Indulge in a delightful treat with our Flourless Lemon Coffee Cake recipe, a masterpiece of simplicity and flavor perfect for those craving a sweet indulgence without the need for flour. This recipe celebrates the beauty of quality ingredients, combining them in a lovely and delicious recipe for breakfast or brunch.

Six large eggs provide richness and base to the cake while introducing a moist and fluffy inside. Combined with sugar, they create a delicate sweetness that perfectly balances the tartness of the lemons.

Add lemon zest to infuse the cake with a vibrant, citrusy aroma and refreshing flavor. Almonds add a nutty depth and richness to the cake while providing a moist and tender crumb without the need for flour.

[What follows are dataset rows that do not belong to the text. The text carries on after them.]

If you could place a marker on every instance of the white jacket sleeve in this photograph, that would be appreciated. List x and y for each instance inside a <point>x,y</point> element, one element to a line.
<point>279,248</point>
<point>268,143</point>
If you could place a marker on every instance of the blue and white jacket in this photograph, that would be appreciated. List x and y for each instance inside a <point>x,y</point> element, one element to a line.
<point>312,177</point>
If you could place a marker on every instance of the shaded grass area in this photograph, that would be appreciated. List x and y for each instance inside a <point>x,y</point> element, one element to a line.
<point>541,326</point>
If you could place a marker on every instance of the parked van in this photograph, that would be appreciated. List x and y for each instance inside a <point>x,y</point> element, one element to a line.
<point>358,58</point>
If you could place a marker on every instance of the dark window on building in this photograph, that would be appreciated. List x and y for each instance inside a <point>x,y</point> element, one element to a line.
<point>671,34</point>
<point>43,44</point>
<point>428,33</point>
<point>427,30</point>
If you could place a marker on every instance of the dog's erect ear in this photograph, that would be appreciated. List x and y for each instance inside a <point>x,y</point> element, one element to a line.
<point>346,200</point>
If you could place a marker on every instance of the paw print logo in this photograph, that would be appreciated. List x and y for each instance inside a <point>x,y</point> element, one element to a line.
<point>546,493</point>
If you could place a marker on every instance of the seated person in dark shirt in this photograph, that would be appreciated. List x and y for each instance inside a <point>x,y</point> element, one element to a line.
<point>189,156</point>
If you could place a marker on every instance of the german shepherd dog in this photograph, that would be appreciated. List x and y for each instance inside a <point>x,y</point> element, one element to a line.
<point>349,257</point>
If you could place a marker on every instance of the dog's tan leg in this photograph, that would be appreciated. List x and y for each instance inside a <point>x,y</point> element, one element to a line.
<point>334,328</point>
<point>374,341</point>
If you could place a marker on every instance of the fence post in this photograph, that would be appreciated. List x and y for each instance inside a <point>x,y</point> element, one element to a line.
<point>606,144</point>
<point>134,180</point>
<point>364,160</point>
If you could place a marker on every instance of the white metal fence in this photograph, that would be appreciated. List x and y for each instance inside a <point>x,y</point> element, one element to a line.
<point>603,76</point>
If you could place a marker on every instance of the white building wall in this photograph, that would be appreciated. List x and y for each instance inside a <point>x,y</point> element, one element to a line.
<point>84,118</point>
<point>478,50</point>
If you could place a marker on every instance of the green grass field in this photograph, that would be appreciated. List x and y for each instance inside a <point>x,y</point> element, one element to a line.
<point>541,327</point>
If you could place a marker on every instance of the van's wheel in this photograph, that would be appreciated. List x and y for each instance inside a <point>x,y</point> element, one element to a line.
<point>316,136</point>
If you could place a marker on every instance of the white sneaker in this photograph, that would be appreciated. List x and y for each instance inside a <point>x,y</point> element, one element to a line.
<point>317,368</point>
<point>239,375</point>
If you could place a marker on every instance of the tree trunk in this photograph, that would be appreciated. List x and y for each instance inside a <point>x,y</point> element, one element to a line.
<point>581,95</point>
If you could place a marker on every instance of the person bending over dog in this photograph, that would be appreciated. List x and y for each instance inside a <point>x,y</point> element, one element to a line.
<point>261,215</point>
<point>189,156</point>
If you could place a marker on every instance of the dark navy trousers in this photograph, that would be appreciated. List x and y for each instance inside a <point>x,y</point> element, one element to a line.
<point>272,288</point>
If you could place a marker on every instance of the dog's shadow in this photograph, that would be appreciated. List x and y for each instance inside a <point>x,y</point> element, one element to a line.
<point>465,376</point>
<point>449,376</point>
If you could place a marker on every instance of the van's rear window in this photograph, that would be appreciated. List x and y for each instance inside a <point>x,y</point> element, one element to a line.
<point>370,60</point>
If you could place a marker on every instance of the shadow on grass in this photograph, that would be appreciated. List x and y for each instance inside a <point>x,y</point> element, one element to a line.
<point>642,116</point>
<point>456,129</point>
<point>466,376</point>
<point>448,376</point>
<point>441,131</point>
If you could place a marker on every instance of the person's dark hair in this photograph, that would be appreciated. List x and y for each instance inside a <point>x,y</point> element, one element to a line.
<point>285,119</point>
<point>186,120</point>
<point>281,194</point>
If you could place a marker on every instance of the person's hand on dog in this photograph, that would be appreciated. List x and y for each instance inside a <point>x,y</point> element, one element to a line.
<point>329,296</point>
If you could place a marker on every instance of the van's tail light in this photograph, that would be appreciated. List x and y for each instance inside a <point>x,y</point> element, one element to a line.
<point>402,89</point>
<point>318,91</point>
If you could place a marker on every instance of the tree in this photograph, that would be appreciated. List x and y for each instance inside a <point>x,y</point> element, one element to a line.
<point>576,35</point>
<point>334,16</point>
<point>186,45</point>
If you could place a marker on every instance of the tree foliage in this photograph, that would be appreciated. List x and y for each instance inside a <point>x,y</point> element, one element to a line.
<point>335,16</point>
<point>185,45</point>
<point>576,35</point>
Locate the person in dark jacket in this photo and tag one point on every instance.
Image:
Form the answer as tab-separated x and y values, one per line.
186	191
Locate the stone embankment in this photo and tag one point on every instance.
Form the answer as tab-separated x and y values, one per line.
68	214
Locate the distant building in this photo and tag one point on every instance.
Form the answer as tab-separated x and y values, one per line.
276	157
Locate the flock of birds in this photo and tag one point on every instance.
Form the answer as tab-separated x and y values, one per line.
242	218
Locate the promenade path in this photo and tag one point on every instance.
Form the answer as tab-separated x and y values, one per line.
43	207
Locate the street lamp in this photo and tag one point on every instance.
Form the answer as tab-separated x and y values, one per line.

A pinch of salt enhances the flavors, bringing out the fruit's natural sweetness. Strawberries and peaches add a juicy sweetness, elevating the cake to new heights. To finish, a drizzle of honey adds a natural sweetness, tying all the flavors together.

This Flourless Lemon Coffee Cake recipe is a delightful start to your day. Enjoy the cake with a cup of coffee or tea. Whether as a decadent treat for a special occasion or a sweet pick-me-up on a lazy afternoon, its irresistible flavors and effortless elegance will satisfy any sweet tooth.

Prep Time:  15  minutes   |    Cook Time:  1 hour (plus 30 minutes to cool)   |    Total Time:  1 hour, 15 minutes (plus 30 minutes to cool)   |    Servings:  10

Ingredients:

  • 6  Goldhen  Large Eggs
  • 1¼ cups  Baker’s Corner  Granulated Sugar
  • ½ teaspoon  Baker's Corner  Baking Powder
  • 2 lemons, zested and segmented
  • 4 6-ounce packages  Southern Grove  Slivered Almonds, ground
  • pinch of  Stonemill  Iodized Salt
  • 1 cup strawberries, sliced
  • 1 cup peaches, sliced
  • Simply Nature  Organic Wildflower Honey, to taste

Directions:                                  

  1. Preheat oven to 375°.
  2. In a medium bowl, cream together eggs and sugar until thick and pale, about 5 minutes.
  3. Slowly beat in baking powder, lemon zest, lemon segments, ground almonds and salt.
  4. Pour into a springform pan, and bake in a water bath for 1 hour, or until a toothpick comes out clean. Remove from water bath and cool for 30 minutes. Remove from pan and cut into slices, top with strawberries and peaches. Drizzle with honey.

TIP: Use a blender to grind almonds; they should be very smooth and powdery.